If you’re familiar with the wonderful marketing training by people like Jay Abraham, Dan Kennedy, etc. please realize that some concepts that work in the “real world” don’t compute as easily online.
It’s not that the concepts are wrong… they’re not.
It’s that online work adds a new dimension and tricks marketers into thinking someone is a customer who’s really not.
For instance, if the lifetime value of your average customer is $5,000, in the real world then your marketing budget can estimated based on this figure.
Anything under $5,000 per customer and you’re “in profit”.
That’s still true, but who’s a customer online?
Where did you get the life time value figure? From your experience in a brick and mortar busines? Online?
What constitutes a customer?
Someone who signs up for your free ezine?
Maybe… sometime… when money is paid.
But how much do you spend on acquiring the name?
Unlike a “snail mail” list, email addresses change with greater speed.
Email lists have been hyped by saying that every name is worth $1 per month in income.
That might be true of a direct response mailing list, but I doubt it’s true of an email list… at least for most people.
I guess I’m saying test cautiously. For example, I recently (last few months) purchased about 40,000 “clicks” to find new ezine subscribers.
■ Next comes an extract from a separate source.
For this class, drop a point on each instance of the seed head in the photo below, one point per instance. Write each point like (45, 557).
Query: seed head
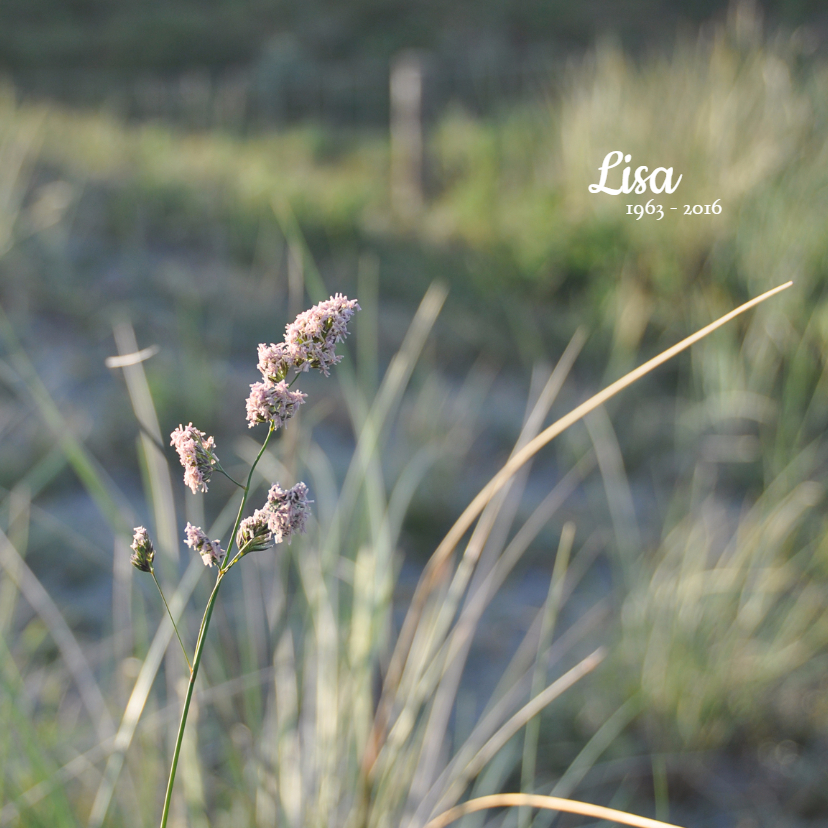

They were about a penny per click.
I wouldn’t be suprised if most of them were purely fraudulent clicks given the low conversion rate.
If I confused traffic with customers, it’d all look great.
But until you can cash the check, watch out.
Don’t spend your rent or mortgage money hoping for a quick fix.
Here’s another example.
What about someone who spends $49.95 on an ebook?
Are they YOUR customer - really?
Or did you just refer them away to the ebook provider to lose them forever?
If you thought they were your “lifetime customer” and invested $25 to make the sale, you may have broken even, but you didn’t get a real customer.
Be aware that online, it’s easy to be deceived about who your customer is.
When there’s any doubt, all the marketing math goes down the tubes.